• Wibbitz Raises $8 Million to Automatically Create Short Videos From Text Articles

    Wibbitz, an Israeli text-to-video startup, has raised an $8 million Series B round led by NantMobile, with participation by existing investors. The funds will be used to expand into the U.S. via a new New York City office, headed by CEO and co-founder Zohar Dayan, who brought me up to speed on the company yesterday.

    Wibbitz uses natural language processing to quickly turn publishers' text articles into short videos. The process begins with Wibbitz's technology digesting the article via algorithms meant to emulate a human reader's behavior, identifying key people, main points and the theme, resulting in a summary of about 20% of the full article.

    Wibbitz then takes that information and repackages it into a script for the video. Next, Wibbitz taps into a catalog of licensed content from Getty, Reuters and others to add visual components as well as lower thirds, splash screens, etc. All of this takes approximately 10 seconds.

    At this point Wibbitz can either provide an automated voiceover to read the script, or farm out the voiceover work to its 24/7 network of voiceover artists, which Zohar said the vast majority of publishers choose to do.  Publishers can decide on any or all of four languages, English, Spanish, French or German, as well as options like male/female, etc. These voiceovers typically take 10 minutes to complete and then the video is ready to be published.

    Publishers also have access to a Control Room where they can monitor videos being created and modify them accordingly.
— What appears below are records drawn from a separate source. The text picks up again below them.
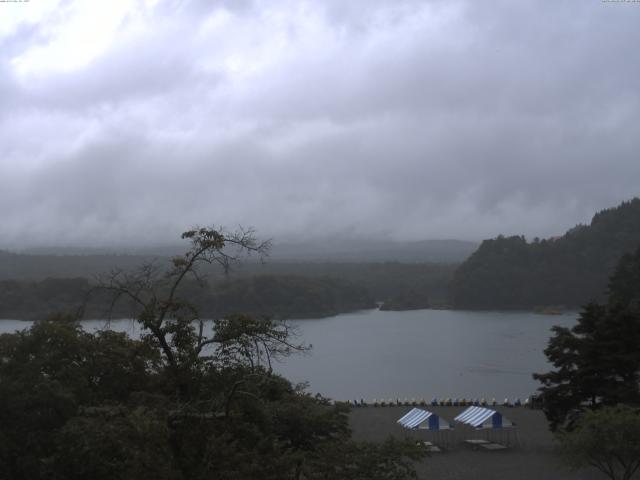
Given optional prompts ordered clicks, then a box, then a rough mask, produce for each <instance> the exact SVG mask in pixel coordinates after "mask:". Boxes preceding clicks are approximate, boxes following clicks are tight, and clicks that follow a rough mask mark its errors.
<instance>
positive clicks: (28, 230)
mask: <svg viewBox="0 0 640 480" xmlns="http://www.w3.org/2000/svg"><path fill="white" fill-rule="evenodd" d="M135 5H138V7H139V11H138V13H139V15H138V16H135V15H133V14H132V15H131V16H130V17H126V18H125V20H124V21H123V22H122V24H121V25H120V27H119V29H118V30H117V34H116V35H115V36H114V39H113V41H112V43H111V44H110V46H109V47H108V48H107V49H106V50H105V51H102V52H100V53H99V55H97V56H96V57H95V58H94V59H93V60H92V61H91V62H89V63H88V64H87V65H85V66H84V67H81V68H76V69H72V70H70V71H61V72H56V71H53V72H44V73H38V72H37V71H36V72H35V73H32V74H20V73H19V72H17V71H16V70H15V67H14V65H15V62H14V61H13V59H15V58H17V57H20V55H22V54H23V53H25V52H28V51H29V49H30V48H31V47H32V46H33V45H36V44H38V45H45V46H46V44H47V42H54V41H55V38H52V37H51V36H50V35H44V33H43V32H42V31H40V30H41V29H39V28H38V27H34V26H33V25H28V24H25V25H23V26H22V27H21V28H19V29H17V30H16V32H15V33H13V34H12V35H11V36H10V37H5V38H0V45H2V46H3V47H4V46H5V45H10V46H11V48H10V49H4V48H3V49H2V50H1V51H2V52H4V53H0V87H1V88H2V91H1V92H0V106H2V110H3V111H2V113H0V213H1V218H2V228H1V229H0V246H15V245H18V244H24V245H51V244H65V243H66V244H82V243H94V244H101V245H106V244H114V243H123V244H130V243H136V242H153V243H165V242H171V241H172V240H173V239H175V238H177V235H178V234H179V232H180V231H182V230H183V229H184V228H186V227H188V226H190V225H193V224H196V223H197V224H207V223H213V222H215V223H218V224H220V223H223V224H227V225H235V224H238V223H241V224H244V225H254V226H255V227H257V228H258V230H259V231H260V232H261V233H263V234H264V235H265V236H274V237H275V238H276V239H288V238H304V237H311V236H329V235H334V234H335V235H346V236H351V237H358V236H366V235H379V236H383V237H388V238H397V239H422V238H445V237H458V238H471V239H479V238H483V237H488V236H494V235H496V234H498V233H506V234H512V233H513V234H514V233H524V234H527V235H529V236H535V235H539V236H547V235H553V234H557V233H561V232H563V231H564V230H566V229H567V228H569V227H571V226H572V225H574V224H575V223H577V222H585V221H589V219H590V216H591V215H592V213H593V212H594V211H596V210H598V209H601V208H605V207H608V206H612V205H615V204H616V203H618V202H620V201H621V200H624V199H627V198H630V197H632V196H634V195H637V194H638V185H639V184H640V162H639V161H638V159H637V152H638V151H639V149H638V147H639V146H640V145H639V144H640V119H639V116H640V113H639V112H640V108H638V107H640V95H639V92H638V82H637V79H638V76H639V74H640V64H639V62H638V60H637V58H636V56H633V45H636V44H637V43H638V40H640V32H639V31H638V29H637V25H638V21H639V20H640V7H638V6H636V5H634V4H619V5H618V4H606V3H601V2H569V1H568V2H553V3H545V4H540V2H517V3H514V2H506V1H505V2H502V1H496V2H491V3H489V4H488V3H486V2H464V1H459V2H422V1H420V2H417V1H416V2H413V1H403V2H398V1H384V0H376V1H375V2H371V1H367V2H348V3H345V2H337V1H336V2H326V3H323V4H322V6H320V4H319V3H318V2H308V3H306V2H293V1H280V2H268V3H263V2H250V1H246V2H214V3H211V2H174V1H165V2H162V1H161V2H160V3H159V4H158V5H156V6H155V8H143V7H140V4H135ZM134 13H135V12H134ZM56 15H57V17H56V19H55V21H60V22H64V20H65V15H66V13H64V12H63V13H60V12H58V13H56ZM140 19H142V20H140ZM47 21H53V20H52V19H49V20H47V19H46V18H45V19H43V22H47ZM136 22H137V23H136ZM45 24H46V23H45Z"/></svg>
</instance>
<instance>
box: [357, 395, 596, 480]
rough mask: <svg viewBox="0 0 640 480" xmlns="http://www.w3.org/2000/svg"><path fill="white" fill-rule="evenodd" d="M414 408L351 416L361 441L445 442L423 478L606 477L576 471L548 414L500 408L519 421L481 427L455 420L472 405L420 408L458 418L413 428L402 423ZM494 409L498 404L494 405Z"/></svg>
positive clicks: (425, 407) (522, 410)
mask: <svg viewBox="0 0 640 480" xmlns="http://www.w3.org/2000/svg"><path fill="white" fill-rule="evenodd" d="M411 408H413V407H408V406H402V407H399V406H394V407H372V406H368V407H357V408H353V409H352V412H351V415H350V424H351V428H352V429H353V436H354V438H355V439H356V440H369V441H382V440H384V439H385V438H387V437H388V436H389V435H393V436H394V437H396V438H403V437H411V438H415V439H416V441H417V440H423V441H431V442H433V443H435V444H438V445H441V446H442V447H443V451H442V452H438V453H432V454H431V455H430V456H429V457H428V458H427V459H425V460H424V461H423V462H421V463H420V464H419V465H418V466H417V471H418V478H420V479H425V480H426V479H438V480H449V479H451V480H453V479H455V480H466V479H469V480H479V479H491V480H503V479H504V480H507V479H508V480H514V479H522V480H528V479H531V480H573V479H575V480H578V479H580V480H597V479H603V478H605V477H604V476H603V475H602V474H601V473H600V472H598V471H597V470H595V469H584V470H580V471H571V470H569V469H568V468H567V467H566V466H565V465H563V464H562V462H561V459H560V458H559V457H558V456H557V454H556V453H555V451H554V447H555V445H554V440H553V436H552V434H551V433H550V432H549V430H548V427H547V422H546V419H545V417H544V414H543V413H542V412H541V411H540V410H531V409H528V408H524V407H514V408H508V407H495V409H496V410H498V411H500V412H501V413H502V414H503V415H504V416H505V417H506V418H508V419H509V420H511V421H513V422H515V423H516V427H515V430H512V431H511V432H509V433H507V432H486V431H485V432H479V431H476V430H473V429H471V428H467V427H465V426H460V425H459V424H457V423H455V422H453V418H454V417H455V416H456V415H458V414H459V413H460V412H462V411H463V410H464V409H465V408H466V407H440V406H438V407H432V406H427V407H419V408H424V409H425V410H429V411H432V412H434V413H436V414H438V415H440V416H441V417H442V418H444V419H446V420H448V421H450V422H452V423H454V427H455V428H454V430H453V431H449V432H440V433H436V432H427V431H424V430H407V429H404V428H402V427H401V426H400V425H398V424H397V423H396V420H397V419H398V418H400V417H402V416H403V415H404V414H405V413H407V412H408V411H409V410H411ZM492 408H493V407H492ZM470 438H486V439H488V440H491V441H494V442H498V443H502V444H509V447H508V448H507V449H504V450H499V451H485V450H482V449H474V448H473V447H472V446H470V445H468V444H466V443H465V440H466V439H470Z"/></svg>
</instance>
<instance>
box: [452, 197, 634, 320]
mask: <svg viewBox="0 0 640 480" xmlns="http://www.w3.org/2000/svg"><path fill="white" fill-rule="evenodd" d="M639 245H640V199H638V198H634V199H633V200H630V201H628V202H623V203H621V204H620V205H619V206H617V207H615V208H609V209H605V210H602V211H600V212H598V213H596V214H595V215H594V216H593V219H592V221H591V223H590V224H589V225H577V226H575V227H574V228H572V229H570V230H568V231H567V232H566V233H565V234H564V235H562V236H560V237H553V238H550V239H538V238H535V239H533V241H531V242H528V241H527V240H526V239H525V238H524V237H523V236H510V237H505V236H502V235H500V236H498V237H496V238H494V239H490V240H485V241H484V242H482V244H481V245H480V247H479V248H478V250H476V251H475V252H474V253H473V255H471V256H470V257H469V258H468V259H467V260H466V261H465V262H464V263H463V264H462V265H460V267H459V268H458V269H457V271H456V272H455V275H454V279H453V282H452V296H453V301H454V305H455V306H456V307H457V308H470V309H493V308H495V309H504V308H534V307H538V306H552V305H555V306H557V305H564V306H568V307H579V306H582V305H584V304H585V303H587V302H589V301H590V300H601V299H602V298H604V295H605V293H606V289H607V279H608V278H609V276H610V275H611V273H612V272H613V270H614V268H615V266H616V264H617V262H618V261H619V259H620V257H622V255H623V254H625V253H631V252H633V251H635V250H636V249H637V248H638V246H639Z"/></svg>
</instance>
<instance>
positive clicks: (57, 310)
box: [0, 275, 375, 320]
mask: <svg viewBox="0 0 640 480" xmlns="http://www.w3.org/2000/svg"><path fill="white" fill-rule="evenodd" d="M91 286H92V285H91V283H90V282H89V281H88V280H87V279H84V278H75V279H61V278H56V279H52V278H49V279H45V280H42V281H25V280H22V281H18V280H3V281H0V318H14V319H23V320H35V319H41V318H45V317H46V316H47V314H48V312H68V313H72V314H75V313H76V312H77V311H78V309H79V308H80V307H81V306H82V305H83V303H84V301H85V298H86V293H87V292H88V291H89V290H90V289H91ZM180 293H181V295H183V296H184V297H185V298H187V299H188V300H189V301H190V302H192V303H193V304H194V305H195V306H196V307H197V308H198V310H199V311H200V312H201V314H202V315H203V316H204V317H206V318H222V317H224V316H227V315H230V314H234V313H240V312H242V313H247V314H252V315H256V316H263V315H265V316H270V317H274V318H307V317H323V316H328V315H335V314H338V313H342V312H349V311H354V310H361V309H367V308H373V307H374V306H375V301H374V298H373V297H372V296H371V295H370V293H369V292H368V290H367V289H365V288H363V287H360V286H357V285H355V284H353V283H351V282H348V281H345V280H339V279H335V278H327V277H321V278H305V277H300V276H291V275H286V276H284V275H283V276H272V275H260V276H252V277H246V278H240V279H234V280H223V281H217V282H213V283H212V284H211V285H209V286H208V287H207V288H204V289H202V288H200V287H198V285H197V284H195V282H192V283H189V282H185V284H184V285H183V286H182V287H181V292H180ZM139 313H140V312H139V311H137V310H136V309H135V308H133V307H132V306H130V305H128V304H127V303H126V302H123V303H122V304H119V305H118V306H117V308H116V309H115V310H113V311H111V312H110V302H109V299H108V298H106V297H104V295H101V293H100V291H94V292H93V293H92V294H91V302H90V304H89V305H88V309H85V311H84V317H85V318H103V317H106V316H107V315H110V314H111V315H113V316H115V317H134V316H135V315H137V314H139Z"/></svg>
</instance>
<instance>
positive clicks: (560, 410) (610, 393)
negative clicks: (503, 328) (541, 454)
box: [534, 249, 640, 429]
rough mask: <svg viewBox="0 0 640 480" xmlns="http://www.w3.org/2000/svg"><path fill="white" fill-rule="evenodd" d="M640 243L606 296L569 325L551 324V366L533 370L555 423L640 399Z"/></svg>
mask: <svg viewBox="0 0 640 480" xmlns="http://www.w3.org/2000/svg"><path fill="white" fill-rule="evenodd" d="M639 300H640V249H638V250H637V251H636V253H635V254H633V255H624V256H623V257H622V259H621V260H620V262H619V264H618V267H617V269H616V271H615V273H614V274H613V276H612V277H611V279H610V286H609V295H608V302H607V303H606V304H605V305H600V304H597V303H593V302H592V303H590V304H588V305H587V306H586V307H585V308H584V309H583V311H582V312H581V313H580V317H579V318H578V323H577V324H576V325H575V326H574V327H573V328H570V329H569V328H564V327H554V329H553V332H554V336H553V337H552V338H551V339H550V341H549V345H548V347H547V348H546V349H545V354H546V355H547V358H548V359H549V361H550V362H551V364H552V365H553V367H554V370H552V371H551V372H548V373H544V374H535V375H534V378H536V379H537V380H539V381H540V382H542V387H541V388H540V393H541V399H542V402H543V405H544V407H543V408H544V409H545V413H546V415H547V417H548V419H549V421H550V423H551V427H552V428H553V429H557V428H559V427H563V426H567V427H569V428H571V427H572V424H573V423H574V422H575V420H576V419H577V418H578V417H579V415H580V414H581V412H582V411H584V410H585V409H593V408H598V407H600V406H602V405H616V404H618V403H627V404H639V403H640V349H639V348H638V345H640V301H639Z"/></svg>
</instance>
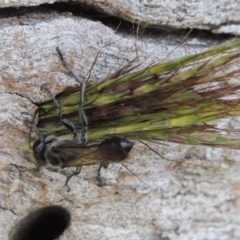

    Below is an example of a Wibbitz video, using its own press release today as the text article.


    To date, Wibbitz has focused mainly in EMEA and Asia, with publisher customers such as Times of India, FOCUS Online, Times of Israel, Costa Rica Today and others. These publishers typically embed the Wibbitz video summaries with the original text articles. Zohar said in the past 30 days, embeds have occurred on over 80 million pages.

    Wibbitz has two big value propositions to publishers: easily and inexpensively create high-quality videos and generate premium pre-roll video ad inventory. Since video CPMs are higher than display CPMs, substituting or augmenting text articles with video views is compelling for publishers. In addition, the videos can be distributed through social channels to drive incremental views and monetization, especially on mobile.

    There's also an interesting opportunity for customized ads to be programmatically inserted based on the content. For example, a weather report indicating snow in a certain geographic area could be a data signal to trigger an ad for snow shovels from a local retailer.

    Wibbitz's current business model is not to charge for the platform, but rather to do a revenue share with publishers, based on it selling the ads mainly through ad networks and exchanges. No doubt as larger publishers in the U.S. which have their own video sales teams adopt Wibbitz the model will shift to usage-based or licensing.